Auf der Suche nach vergessenen Autorinnen

Die Literaturgeschichte muss neu geschrieben werden: Eine Datenbank über unbekannte europäische Autorinnen verhilft Literaturforschern bald in ganz Europa zu neuem Wissen. Gegründet hat die Datenbank Prof. Suzan van Dijk von der niederländischen Universität Utrecht, einer Partneruniversität der Ruhr-Universität Bochum (RUB). Zusammen mit Prof. Lieselotte Steinbrügge von der RUB erforscht sie Romane aus dem 17., 18. und 19. Jahrhundert.

Gender_Suzan van Dijk und Lieselotte Steinbrügge (v.l.)

Suzan van Dijk und Lieselotte Steinbrügge (von links) auf der Suche nach verschollenen Autorinnen. Foto: Sandra Finster

Viele Autorinnen dieser Zeit, wie die Madame de Sévigné, sind in Vergessenheit geraten. Die adelige Marie de Rabutin-Chantal (1626 – 1696), Marquise de Sévigné, wurde durch den unterhaltsamen Briefwechsel mit französischen Adligen und ihrer Tochter berühmt. Die Korrespondenzen liefern umfangreiche Einblicke in das Leben des Hochadels unter „Sonnenkönig“ Ludwig XIV. Ihre Briefsammlung wurde aber erst 1727 veröffentlicht, lange nach ihrem Tod.

Alte Leserbriefe geben wichtige Hinweise

Die Datenbank www.womenwriters.nl soll solch vergessene Autorinnen wieder in den Fokus der Forschung rücken. Leserbriefe des 17., 18. und 19. Jahrhunderts an die Presse zeigen nicht nur, wie das Publikum die Literatur aufgenommen und bewertet hat. Sie verweisen auch auf verborgen gebliebene Schriftstellerinnen. Denn in vielen Zeitschriften wurden die literarirschen Werke der Damen damals nicht nur kritisiert, sondern auch veröffentlicht.

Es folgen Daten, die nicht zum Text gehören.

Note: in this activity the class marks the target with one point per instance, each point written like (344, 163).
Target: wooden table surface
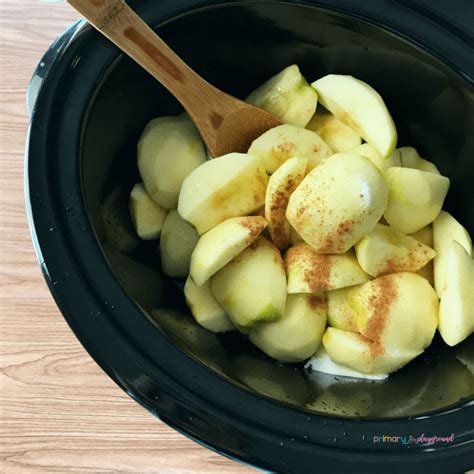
(59, 411)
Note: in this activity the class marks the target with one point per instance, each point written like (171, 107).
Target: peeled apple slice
(287, 96)
(252, 287)
(335, 133)
(362, 355)
(415, 198)
(221, 244)
(205, 309)
(168, 150)
(456, 310)
(383, 164)
(385, 250)
(281, 143)
(411, 159)
(361, 108)
(229, 186)
(321, 362)
(310, 272)
(341, 314)
(281, 185)
(446, 229)
(147, 216)
(297, 335)
(177, 242)
(338, 202)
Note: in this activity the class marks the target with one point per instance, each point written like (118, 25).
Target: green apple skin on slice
(456, 310)
(341, 315)
(383, 164)
(363, 355)
(168, 150)
(446, 229)
(287, 96)
(147, 216)
(415, 198)
(177, 242)
(361, 108)
(281, 143)
(221, 244)
(310, 272)
(338, 202)
(385, 251)
(252, 287)
(297, 335)
(335, 133)
(205, 309)
(411, 159)
(398, 311)
(425, 236)
(232, 185)
(281, 185)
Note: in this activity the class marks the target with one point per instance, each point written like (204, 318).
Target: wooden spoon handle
(118, 22)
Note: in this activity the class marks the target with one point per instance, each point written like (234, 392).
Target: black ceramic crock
(88, 107)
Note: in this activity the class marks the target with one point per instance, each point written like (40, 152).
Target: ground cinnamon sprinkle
(334, 242)
(384, 294)
(316, 301)
(317, 268)
(278, 225)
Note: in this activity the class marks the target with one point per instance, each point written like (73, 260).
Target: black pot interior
(237, 47)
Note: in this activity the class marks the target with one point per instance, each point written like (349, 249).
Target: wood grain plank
(59, 412)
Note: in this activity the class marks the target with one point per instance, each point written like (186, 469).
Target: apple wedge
(446, 229)
(383, 164)
(177, 242)
(425, 236)
(338, 202)
(168, 150)
(229, 186)
(341, 314)
(335, 133)
(398, 311)
(281, 185)
(297, 335)
(456, 310)
(363, 355)
(385, 251)
(310, 272)
(321, 362)
(415, 198)
(221, 244)
(361, 108)
(411, 159)
(281, 143)
(287, 96)
(147, 216)
(252, 287)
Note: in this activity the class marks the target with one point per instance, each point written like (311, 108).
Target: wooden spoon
(226, 124)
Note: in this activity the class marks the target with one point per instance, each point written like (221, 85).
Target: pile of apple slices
(323, 232)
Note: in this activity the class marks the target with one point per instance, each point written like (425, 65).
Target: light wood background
(59, 411)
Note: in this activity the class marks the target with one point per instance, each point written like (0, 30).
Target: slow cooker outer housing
(169, 383)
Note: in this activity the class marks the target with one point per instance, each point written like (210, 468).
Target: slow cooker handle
(51, 56)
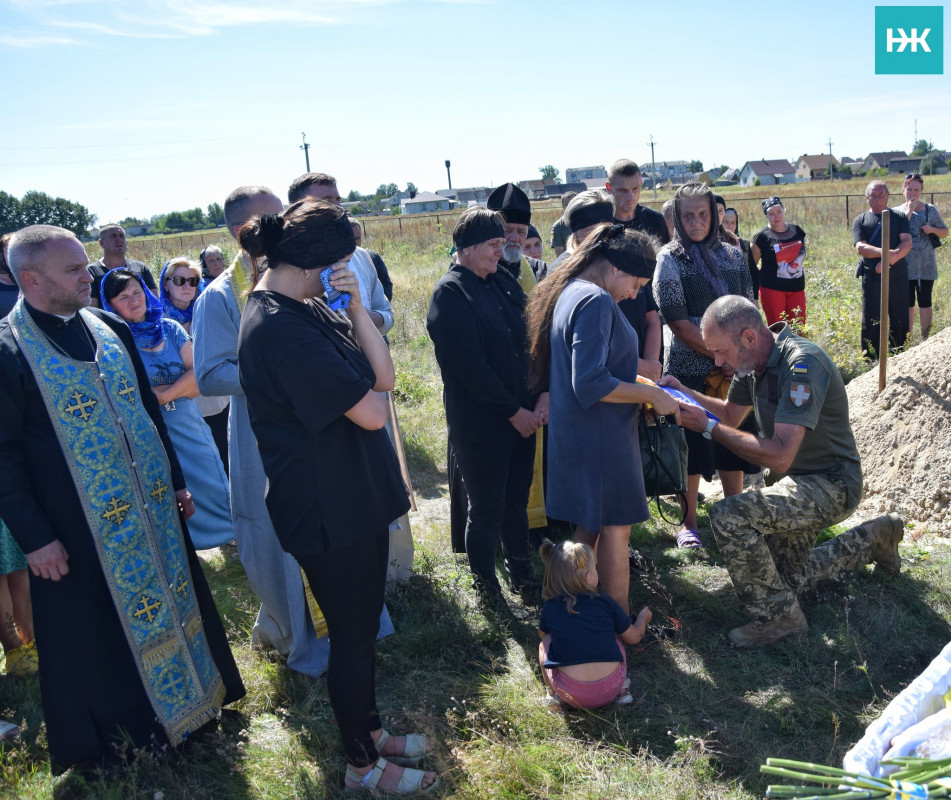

Romane „verdarben“ die jungen Mädchen

„Junge Mädchen, die Romane lasen, galten als verdorben. Im 18. Jahrhundert war es Tradition, dass eine Romanheldin am Ende der Geschichte entweder starb oder heiratete. Doch einige Autorinnen widersetzten sich zunehmend den auferlegten Normen“, erläutert die Bochumer Romanistin Steinbrügge. Literaturwissenschaftler wie sie untersuchen auch, ob Textgattungen ein Geschlecht haben. Durch geschlechtliche Kodierungen zeigt sich beispielsweise, dass Briefromane eher „weiblich“ sind. Denn die Autorinnen schrieben anders als ihre männlichen Kollegen; meistens spielten bei den Frauen, na klar, Liebesgeschichten eine größere Rolle.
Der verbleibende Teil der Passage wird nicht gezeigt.